Termos em que deve ser revogada a decisão proferida em primeira instância, pronunciando-se o arguido A... pela prática de um crime de usurpação, previsto e punido nos termos do disposto no artigo 195º e 197º do CDADC.


*


Respondeu o Magistrado do Ministério Público junto do tribunal recorrido, defendendo a improcedência do recurso, por considerar que “A transmissão de programa por televisão em estabelecimento comercial não é, por si só, reutilização da obra. Sê-lo-á se forem empregues meios técnicos que recriem de qualquer forma a difusão da mesma, produzindo um espectáculo diferente do que é teledifundido.”.

Nesta instância também o Exmº Procurador-Geral Adjunto emitiu parecer no sentido de que o recurso não merece provimento.

Cumprido o disposto no n.º 2 do artigo 417º do CPP, não foi obtida resposta.

Os autos tiveram os vistos legais.


***

II – FUNDAMENTAÇÃO

Vejamos como a Mmª Juiz a quo fundamentou a sua decisão de não pronúncia:

 “ I- Relatório:

Iniciaram-se os presentes autos com a notícia de que no dia 27 de Novembro de 2015, pelas 12h20m, no restaurante café X... , sito na Avenida (...) , no Caramulo, explorado pelo ora arguido, estavam a ser transmitidas imagem e som através de televisão, sem que o estabelecimento fosse detentor de licença para o efeito.

O Ministério Público arquivou os autos com fundamento no ac. do STJ n.º 15/2013.

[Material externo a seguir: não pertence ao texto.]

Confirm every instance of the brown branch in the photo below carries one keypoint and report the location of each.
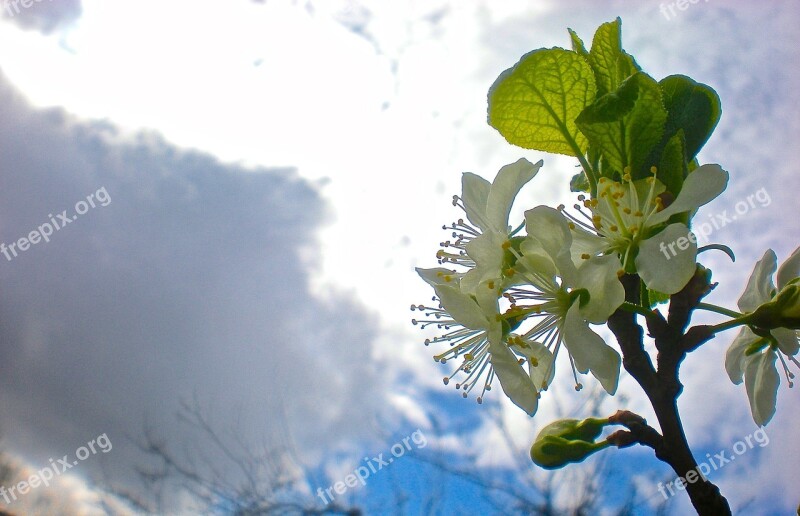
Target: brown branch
(662, 385)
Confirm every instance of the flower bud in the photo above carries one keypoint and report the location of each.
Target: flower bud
(567, 441)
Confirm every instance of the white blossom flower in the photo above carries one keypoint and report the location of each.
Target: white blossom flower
(481, 243)
(566, 298)
(475, 330)
(628, 220)
(753, 356)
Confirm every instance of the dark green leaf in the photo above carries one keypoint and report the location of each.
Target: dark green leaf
(625, 125)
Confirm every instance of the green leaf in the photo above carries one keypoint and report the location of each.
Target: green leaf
(626, 124)
(672, 168)
(579, 182)
(692, 107)
(535, 103)
(577, 43)
(611, 64)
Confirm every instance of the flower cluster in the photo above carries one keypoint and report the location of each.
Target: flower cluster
(756, 349)
(509, 297)
(514, 300)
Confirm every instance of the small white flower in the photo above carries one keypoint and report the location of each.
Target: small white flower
(567, 298)
(481, 243)
(752, 356)
(627, 220)
(474, 330)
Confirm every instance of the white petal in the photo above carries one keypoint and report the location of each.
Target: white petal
(762, 380)
(535, 259)
(584, 242)
(514, 381)
(505, 188)
(598, 275)
(550, 229)
(759, 287)
(543, 372)
(590, 351)
(487, 295)
(461, 307)
(789, 270)
(787, 340)
(701, 186)
(438, 276)
(487, 250)
(475, 193)
(735, 358)
(667, 261)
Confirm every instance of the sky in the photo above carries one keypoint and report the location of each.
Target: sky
(263, 179)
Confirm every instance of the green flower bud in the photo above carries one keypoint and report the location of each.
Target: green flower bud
(782, 312)
(567, 441)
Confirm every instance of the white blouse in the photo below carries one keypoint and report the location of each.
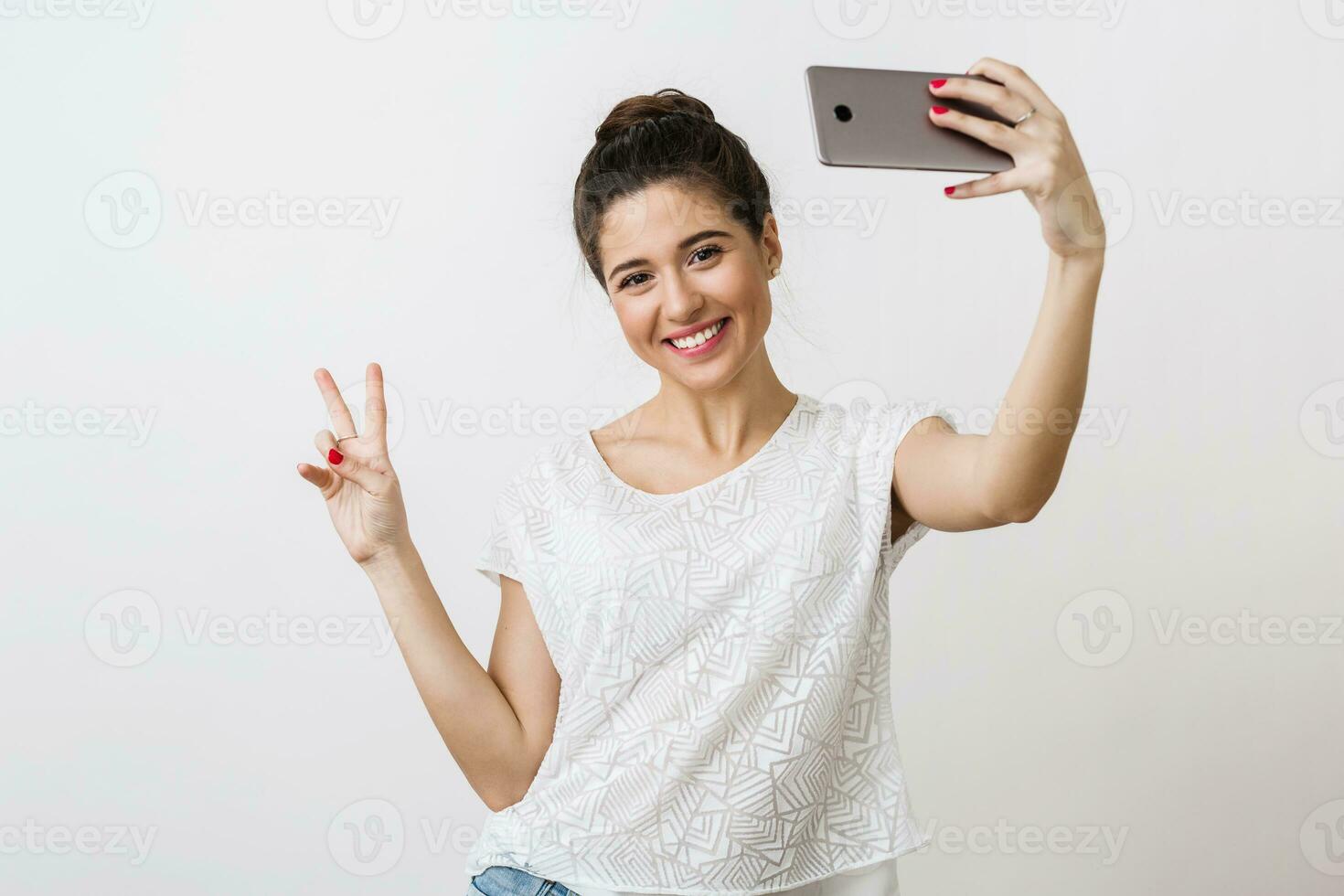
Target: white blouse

A assistente veio requerer a abertura de instrução, pedindo a pronúncia do arguido por um crime de usurpação, p.p.p artigo 195 do CDADC

Foi admitida a instrução.

Procedeu-se à realização de debate instrutório.

(…)


***

II- Fundamentação da decisão:

Cabe agora proferir a decisão a que alude o art. 307° do CPP.


***

Tal como refere o art. 286°, n.º 1 do CPP “A instrução visa a comprovação judicial da decisão de deduzir a acusação ou de arquivar o inquérito em ordem a submeter ou não a causa a julgamento”.

De acordo com o artigo 308º do mesmo diploma preceitua que: "Se, até ao encerramento da instrução, tiverem sido recolhidos indícios suficientes de se terem verificado os pressupostos de que depende a aplicação ao arguido de uma pena ou de uma medida de segurança, o juiz, por despacho, pronuncia o arguido pelos factos respetivos; caso contrário, profere despacho de não pronúncia".

Por sua vez o art. 283º, n.º 2 refere que: "Consideram-se suficientes os indícios sempre que deles resultar uma possibilidade razoável de ao arguido vir a ser aplicada, por força deles, em julgamento, uma pena ou uma medida de segurança".

Assim, sendo este o entendimento legal em que deve assentar a prolação de despacho de pronúncia ou de não pronúncia, do mesmo resulta que o despacho de pronúncia só deve ser proferido se se puder formular um juízo de probabilidade de aplicação ao arguido de uma pena ou de uma medida de segurança".

Desde logo, na situação concreta há que ter em conta os seguintes artigos 68°, 149°, 155°, 195° e 197°, todos do CDADC.

Assim, o artigo 68, n.º 2, al. e) estipula que:

"- A exploração e, em geral, a utilização da obra podem fazer-se, segundo a sua espécie e natureza, por qualquer dos modos atualmente conhecidos ou que de futuro o venham a ser.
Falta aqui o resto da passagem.